Hoffnungen zieht der VfL aus der Vergangenheit. 2007 lagen die Lila-Weißen drei Spieltage vor Saisonende sechs Punkte hinter dem 1. FC Magdeburg, der einen Aufstiegsplatz einnahm. Nach einem unglaublichen Endspurt wurden die Ostdeutschen noch abgefangen, und das von Pele Wollitz trainierte Team schaffte den Aufstieg in die zweite Liga. „Fußball ist so schnelllebig und wechselhaft, da passieren doch die unglaublichsten Dinge“, meint entsprechend Christian Groß. Bewusst ist ihm aber schon, dass der VfL auf fremde Hilfe angewiesen und in jedem Fall die eigenen Hausaufgaben erledigen muss.

VfL Osnabrück: Schwäbe - Falkenberg, Pisot, Willers, Hohnstedt - Ornatelli, C. Groß, Syhre, Kandziora - Savran, Alvarez.

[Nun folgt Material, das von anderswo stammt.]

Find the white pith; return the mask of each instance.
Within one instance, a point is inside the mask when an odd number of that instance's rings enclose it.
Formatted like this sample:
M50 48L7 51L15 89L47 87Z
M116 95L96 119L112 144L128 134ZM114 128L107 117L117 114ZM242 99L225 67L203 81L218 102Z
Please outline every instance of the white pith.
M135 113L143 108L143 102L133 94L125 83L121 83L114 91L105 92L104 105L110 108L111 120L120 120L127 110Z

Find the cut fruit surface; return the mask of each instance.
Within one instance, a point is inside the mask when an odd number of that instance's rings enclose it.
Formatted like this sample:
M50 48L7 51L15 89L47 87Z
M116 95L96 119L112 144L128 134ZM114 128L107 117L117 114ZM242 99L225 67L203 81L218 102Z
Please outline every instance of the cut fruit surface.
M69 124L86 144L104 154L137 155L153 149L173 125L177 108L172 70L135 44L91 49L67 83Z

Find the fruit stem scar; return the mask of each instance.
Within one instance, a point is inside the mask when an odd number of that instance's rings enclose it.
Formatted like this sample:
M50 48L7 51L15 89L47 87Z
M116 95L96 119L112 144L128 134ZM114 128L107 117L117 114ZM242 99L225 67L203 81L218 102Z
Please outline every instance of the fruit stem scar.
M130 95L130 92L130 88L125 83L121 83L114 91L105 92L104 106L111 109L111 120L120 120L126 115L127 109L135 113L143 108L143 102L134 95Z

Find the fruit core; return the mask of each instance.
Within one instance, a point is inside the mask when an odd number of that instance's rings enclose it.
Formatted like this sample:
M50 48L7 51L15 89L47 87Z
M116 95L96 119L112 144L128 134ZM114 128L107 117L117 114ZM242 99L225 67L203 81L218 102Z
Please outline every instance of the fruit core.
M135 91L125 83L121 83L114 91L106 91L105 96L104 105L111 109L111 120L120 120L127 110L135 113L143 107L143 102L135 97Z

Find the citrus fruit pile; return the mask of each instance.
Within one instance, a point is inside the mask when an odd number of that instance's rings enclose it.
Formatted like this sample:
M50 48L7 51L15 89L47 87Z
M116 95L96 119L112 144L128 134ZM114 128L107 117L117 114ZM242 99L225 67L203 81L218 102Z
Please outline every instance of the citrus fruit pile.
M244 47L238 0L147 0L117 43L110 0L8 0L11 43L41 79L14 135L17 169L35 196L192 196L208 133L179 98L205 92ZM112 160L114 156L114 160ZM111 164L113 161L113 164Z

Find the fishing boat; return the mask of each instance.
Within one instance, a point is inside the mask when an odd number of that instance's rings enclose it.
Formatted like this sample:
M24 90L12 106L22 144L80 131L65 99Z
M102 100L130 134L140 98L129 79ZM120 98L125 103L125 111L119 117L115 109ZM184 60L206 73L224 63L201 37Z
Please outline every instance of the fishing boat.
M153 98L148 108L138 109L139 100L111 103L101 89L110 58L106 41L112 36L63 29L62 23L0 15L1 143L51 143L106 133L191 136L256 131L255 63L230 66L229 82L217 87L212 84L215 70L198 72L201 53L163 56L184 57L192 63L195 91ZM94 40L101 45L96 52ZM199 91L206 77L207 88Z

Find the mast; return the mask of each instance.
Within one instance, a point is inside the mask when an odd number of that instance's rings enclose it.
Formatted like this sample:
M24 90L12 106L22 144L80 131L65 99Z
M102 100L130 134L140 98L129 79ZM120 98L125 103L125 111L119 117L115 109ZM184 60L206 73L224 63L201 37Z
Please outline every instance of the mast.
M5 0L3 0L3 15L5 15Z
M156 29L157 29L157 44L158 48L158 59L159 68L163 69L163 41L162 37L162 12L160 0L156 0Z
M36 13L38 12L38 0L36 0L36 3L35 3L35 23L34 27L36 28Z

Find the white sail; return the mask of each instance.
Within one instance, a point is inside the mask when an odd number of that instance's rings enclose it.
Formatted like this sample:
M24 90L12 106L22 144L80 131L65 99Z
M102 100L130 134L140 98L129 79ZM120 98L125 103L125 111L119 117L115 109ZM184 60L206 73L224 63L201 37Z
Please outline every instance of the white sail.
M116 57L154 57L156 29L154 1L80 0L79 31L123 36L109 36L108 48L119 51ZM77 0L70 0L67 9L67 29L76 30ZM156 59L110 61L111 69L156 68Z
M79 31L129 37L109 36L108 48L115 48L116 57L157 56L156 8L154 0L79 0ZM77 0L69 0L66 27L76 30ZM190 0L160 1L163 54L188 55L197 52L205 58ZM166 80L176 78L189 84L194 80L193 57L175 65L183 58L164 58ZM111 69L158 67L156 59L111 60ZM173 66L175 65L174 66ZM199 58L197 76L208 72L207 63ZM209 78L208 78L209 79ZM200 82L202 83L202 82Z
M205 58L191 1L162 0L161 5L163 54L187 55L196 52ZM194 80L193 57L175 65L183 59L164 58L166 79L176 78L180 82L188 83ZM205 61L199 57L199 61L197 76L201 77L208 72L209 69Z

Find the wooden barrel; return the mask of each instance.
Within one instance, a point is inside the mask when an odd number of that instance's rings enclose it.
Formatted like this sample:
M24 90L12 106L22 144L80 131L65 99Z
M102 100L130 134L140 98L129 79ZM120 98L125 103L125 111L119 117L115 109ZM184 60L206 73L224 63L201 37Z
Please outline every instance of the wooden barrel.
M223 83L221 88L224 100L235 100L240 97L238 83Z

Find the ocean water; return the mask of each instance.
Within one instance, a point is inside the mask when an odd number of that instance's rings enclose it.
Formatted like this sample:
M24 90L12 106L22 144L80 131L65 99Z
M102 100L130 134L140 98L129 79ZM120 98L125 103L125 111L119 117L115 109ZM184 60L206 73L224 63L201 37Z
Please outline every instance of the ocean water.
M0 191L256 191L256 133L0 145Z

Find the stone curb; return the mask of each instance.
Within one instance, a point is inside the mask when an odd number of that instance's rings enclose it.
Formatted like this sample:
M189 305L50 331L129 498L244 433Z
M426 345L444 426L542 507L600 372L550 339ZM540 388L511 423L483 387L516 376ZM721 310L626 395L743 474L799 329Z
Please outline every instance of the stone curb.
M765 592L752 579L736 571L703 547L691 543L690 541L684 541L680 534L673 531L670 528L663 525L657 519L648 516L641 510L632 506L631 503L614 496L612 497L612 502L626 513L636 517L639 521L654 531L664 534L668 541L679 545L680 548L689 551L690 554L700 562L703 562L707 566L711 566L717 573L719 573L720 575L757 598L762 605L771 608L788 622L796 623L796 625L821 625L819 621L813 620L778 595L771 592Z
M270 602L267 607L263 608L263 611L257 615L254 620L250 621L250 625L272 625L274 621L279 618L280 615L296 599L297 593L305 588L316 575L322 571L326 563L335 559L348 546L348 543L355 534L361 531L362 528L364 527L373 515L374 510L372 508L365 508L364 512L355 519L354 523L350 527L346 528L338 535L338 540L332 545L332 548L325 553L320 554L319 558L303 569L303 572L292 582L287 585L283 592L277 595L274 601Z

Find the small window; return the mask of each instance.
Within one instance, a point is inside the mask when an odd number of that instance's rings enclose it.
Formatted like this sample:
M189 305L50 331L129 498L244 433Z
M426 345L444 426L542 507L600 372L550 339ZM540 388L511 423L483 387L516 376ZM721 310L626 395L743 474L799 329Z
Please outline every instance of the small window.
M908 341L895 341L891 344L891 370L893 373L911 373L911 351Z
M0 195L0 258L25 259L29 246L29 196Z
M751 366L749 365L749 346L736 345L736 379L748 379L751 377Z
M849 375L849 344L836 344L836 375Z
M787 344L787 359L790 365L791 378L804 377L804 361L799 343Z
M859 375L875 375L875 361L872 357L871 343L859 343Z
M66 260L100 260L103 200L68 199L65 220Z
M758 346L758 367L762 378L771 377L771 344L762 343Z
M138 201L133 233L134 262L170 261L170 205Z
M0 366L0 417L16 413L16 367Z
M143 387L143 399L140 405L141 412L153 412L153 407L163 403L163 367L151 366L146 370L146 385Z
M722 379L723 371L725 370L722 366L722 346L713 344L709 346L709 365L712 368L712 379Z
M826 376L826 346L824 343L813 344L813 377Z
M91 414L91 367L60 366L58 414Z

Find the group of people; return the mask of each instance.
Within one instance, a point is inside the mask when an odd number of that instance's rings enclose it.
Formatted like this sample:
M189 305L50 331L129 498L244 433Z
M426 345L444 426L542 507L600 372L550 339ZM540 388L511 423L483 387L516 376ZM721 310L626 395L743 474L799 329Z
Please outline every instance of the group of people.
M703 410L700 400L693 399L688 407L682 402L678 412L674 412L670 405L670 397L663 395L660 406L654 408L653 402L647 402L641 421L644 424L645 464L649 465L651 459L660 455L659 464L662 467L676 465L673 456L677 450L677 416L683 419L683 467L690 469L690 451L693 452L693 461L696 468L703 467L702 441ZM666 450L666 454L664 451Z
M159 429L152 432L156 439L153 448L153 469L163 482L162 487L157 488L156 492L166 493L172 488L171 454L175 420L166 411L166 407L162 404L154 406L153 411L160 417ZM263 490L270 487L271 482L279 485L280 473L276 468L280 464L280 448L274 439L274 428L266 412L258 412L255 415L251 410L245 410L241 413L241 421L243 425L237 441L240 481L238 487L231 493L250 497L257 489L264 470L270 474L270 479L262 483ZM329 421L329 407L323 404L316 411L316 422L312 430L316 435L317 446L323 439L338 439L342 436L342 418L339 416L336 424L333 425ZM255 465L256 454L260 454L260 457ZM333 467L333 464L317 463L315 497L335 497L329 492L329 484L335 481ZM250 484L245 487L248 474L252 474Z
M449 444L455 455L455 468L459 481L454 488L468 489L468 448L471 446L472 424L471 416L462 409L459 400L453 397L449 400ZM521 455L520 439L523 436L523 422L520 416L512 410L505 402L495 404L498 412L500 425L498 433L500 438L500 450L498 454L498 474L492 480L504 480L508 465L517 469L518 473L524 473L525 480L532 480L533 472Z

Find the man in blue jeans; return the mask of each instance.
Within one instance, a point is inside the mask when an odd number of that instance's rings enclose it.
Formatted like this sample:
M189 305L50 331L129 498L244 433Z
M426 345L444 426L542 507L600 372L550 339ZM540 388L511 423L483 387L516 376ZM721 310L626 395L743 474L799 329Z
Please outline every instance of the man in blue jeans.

► Die Polizei Osnabrück teilt mit, dass die Oststraße am Samstag anlässlich des Fußballspiels zwischen Bremer Straße und Schinkelstraße ab 11.30 Uhr auch für Fußgänger gesperrt wird. Auch nach dem Spiel wird die Oststraße gesperrt werden. Zu dem Spiel werden 9000 Zuschauer erwartet, darunter auch eine größere Anzahl von Anhängern des SV Werder Bremen.